- Location of Irena, Missouri
- Coordinates: 40°32′25″N 94°23′24″W﻿ / ﻿40.54028°N 94.39000°W
- Country: United States
- State: Missouri
- County: Worth
- Township: Fletchall

Area
- • Total: 0.88 sq mi (2.28 km^{2})
- • Land: 0.88 sq mi (2.28 km^{2})
- • Water: 0 sq mi (0.00 km^{2})
- Elevation: 1,132 ft (345 m)

Population (2020)
- • Total: 14
- • Density: 15.9/sq mi (6.13/km^{2})
- Time zone: UTC-6 (Central (CST))
- • Summer (DST): UTC-5 (CDT)
- FIPS code: 29-35324
- GNIS feature ID: 2398273

= Irena, Missouri =

Village in Worth County, Missouri, United States

Irena is a village in north central Worth County, Missouri, United States. The population was 14 at the 2020 census.

==History==
Irena was laid out in 1876, and named after Irena, England, the ancestral home of the wife of a first settler.
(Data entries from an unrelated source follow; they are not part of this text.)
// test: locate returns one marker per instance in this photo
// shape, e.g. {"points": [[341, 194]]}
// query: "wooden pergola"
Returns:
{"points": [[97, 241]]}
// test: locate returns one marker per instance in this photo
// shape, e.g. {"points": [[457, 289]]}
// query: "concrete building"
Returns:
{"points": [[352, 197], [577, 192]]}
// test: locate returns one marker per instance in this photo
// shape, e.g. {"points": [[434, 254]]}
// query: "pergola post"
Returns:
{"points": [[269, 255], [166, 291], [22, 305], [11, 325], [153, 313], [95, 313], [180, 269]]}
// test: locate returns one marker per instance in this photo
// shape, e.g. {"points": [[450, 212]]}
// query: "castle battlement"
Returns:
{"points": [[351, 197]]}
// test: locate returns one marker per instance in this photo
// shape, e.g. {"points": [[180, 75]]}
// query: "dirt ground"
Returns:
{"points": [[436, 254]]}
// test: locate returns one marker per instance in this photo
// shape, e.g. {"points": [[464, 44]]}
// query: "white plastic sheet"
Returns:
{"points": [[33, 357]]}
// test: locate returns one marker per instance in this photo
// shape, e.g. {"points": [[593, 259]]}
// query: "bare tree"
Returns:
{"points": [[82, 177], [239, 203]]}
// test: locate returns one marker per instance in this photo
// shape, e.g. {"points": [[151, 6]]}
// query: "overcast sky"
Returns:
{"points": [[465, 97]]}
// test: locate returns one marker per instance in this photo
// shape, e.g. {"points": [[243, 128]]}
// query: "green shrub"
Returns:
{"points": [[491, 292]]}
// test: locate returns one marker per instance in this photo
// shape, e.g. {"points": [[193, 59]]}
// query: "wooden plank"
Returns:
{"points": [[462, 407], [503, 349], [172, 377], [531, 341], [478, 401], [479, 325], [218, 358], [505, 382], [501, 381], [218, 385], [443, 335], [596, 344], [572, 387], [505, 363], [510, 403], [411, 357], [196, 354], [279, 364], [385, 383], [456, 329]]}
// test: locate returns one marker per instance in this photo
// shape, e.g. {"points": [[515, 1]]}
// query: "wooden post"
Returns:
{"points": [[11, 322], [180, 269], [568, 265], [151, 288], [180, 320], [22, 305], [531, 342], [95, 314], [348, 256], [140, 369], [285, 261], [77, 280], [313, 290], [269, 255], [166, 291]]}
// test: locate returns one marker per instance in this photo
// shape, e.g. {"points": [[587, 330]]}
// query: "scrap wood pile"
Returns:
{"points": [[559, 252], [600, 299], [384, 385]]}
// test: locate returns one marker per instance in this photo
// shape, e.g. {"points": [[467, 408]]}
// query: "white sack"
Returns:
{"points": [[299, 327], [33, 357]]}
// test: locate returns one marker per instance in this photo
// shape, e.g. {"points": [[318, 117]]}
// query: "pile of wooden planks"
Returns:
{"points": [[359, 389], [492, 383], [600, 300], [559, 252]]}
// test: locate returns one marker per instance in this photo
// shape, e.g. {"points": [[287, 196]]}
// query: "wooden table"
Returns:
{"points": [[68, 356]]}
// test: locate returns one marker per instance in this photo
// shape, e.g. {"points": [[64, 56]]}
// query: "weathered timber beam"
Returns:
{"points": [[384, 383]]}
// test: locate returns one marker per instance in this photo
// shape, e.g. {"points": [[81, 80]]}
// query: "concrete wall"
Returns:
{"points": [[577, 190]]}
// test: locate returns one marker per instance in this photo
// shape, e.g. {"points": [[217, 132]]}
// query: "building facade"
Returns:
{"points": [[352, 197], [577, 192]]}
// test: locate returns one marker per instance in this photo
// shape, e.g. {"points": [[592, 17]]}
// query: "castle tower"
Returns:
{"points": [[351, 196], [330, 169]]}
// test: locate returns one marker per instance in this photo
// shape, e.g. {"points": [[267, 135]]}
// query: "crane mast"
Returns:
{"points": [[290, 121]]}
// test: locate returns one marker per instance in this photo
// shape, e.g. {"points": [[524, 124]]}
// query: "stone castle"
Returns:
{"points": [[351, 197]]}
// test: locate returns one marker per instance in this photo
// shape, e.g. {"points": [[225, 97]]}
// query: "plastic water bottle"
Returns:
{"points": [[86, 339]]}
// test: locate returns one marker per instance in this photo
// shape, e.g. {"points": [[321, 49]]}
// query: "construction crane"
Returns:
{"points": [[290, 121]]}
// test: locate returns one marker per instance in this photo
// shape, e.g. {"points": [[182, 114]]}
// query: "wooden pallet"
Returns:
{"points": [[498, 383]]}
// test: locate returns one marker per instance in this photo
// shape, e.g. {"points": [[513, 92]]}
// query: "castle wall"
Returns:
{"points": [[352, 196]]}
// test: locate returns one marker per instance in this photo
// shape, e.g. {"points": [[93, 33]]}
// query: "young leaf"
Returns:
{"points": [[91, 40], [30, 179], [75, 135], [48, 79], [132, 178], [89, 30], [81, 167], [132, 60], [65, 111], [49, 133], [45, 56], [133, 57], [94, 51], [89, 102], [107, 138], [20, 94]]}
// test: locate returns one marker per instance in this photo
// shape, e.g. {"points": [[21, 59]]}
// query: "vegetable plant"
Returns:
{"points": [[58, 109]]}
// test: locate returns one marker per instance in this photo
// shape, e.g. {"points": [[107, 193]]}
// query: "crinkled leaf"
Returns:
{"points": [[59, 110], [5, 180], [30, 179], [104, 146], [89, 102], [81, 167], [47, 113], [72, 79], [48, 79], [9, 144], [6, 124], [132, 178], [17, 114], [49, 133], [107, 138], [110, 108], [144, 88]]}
A post office called Irena was established in 1883, and remained in operation until 1932.

The village of Irena was re-established in 1999 and is currently a private, low-density community.

==Geography==
Irena is located just east of US Route 169 on County Road 223. The Missouri-Iowa border is 1.4 miles to the north and Grant City is four miles to the south along Route 169. The headwaters of Jay Creek arise just to the west of the community.

According to the United States Census Bureau, the village has a total area of 0.88 sqmi, all land.

==Demographics==

Historical population
| Census | Pop. | Note | %± |
| 2000 | 33 |  | — |
| 2010 | 18 |  | −45.5% |
| 2020 | 14 |  | −22.2% |
U.S. Decennial Census

===2010 census===
As of the census of 2010, there were 18 people, 7 households, and 5 families residing in the village. The population density was 20.5 PD/sqmi. There were 8 housing units at an average density of 9.1 /mi2. The racial makeup of the village was 100.0% White.

There were 7 households, of which 42.9% had children under the age of 18 living with them, 57.1% were married couples living together, 14.3% had a female householder with no husband present, and 28.6% were non-families. 14.3% of all households were made up of individuals. The average household size was 2.57 and the average family size was 3.00.

The median age in the village was 48 years. 22.2% of residents were under the age of 18; 11.3% were between the ages of 18 and 24; 11.2% were from 25 to 44; 33.3% were from 45 to 64; and 22.2% were 65 years of age or older. The gender makeup of the village was 44.4% male and 55.6% female.

===2000 census===
As of the census of 2000, there were 33 people, 9 households, and 9 families residing in the village. The population density was 32.8 PD/sqmi. There were 9 housing units at an average density of 8.9 /mi2. The racial makeup of the village was 100.00% White.

There were 9 households, out of which 55.6% had children under the age of 18 living with them, 100.0% were married couples living together, and 0.0% were non-families. No households were made up of individuals, and none had someone living alone who was 65 years of age or older. The average household size was 3.67 and the average family size was 3.44.

In the village, the population was spread out, with 45.5% under the age of 18, 24.2% from 25 to 44, 24.2% from 45 to 64, and 6.1% who were 65 years of age or older. The median age was 30 years. For every 100 females, there were 106.3 males. For every 100 females age 18 and over, there were 100.0 males.

The median income for a household in the village was $31,875, and the median income for a family was $31,875. Males had a median income of $26,250 versus $28,750 for females. The per capita income for the village was $12,605. None of the population and none of the families were below the poverty line.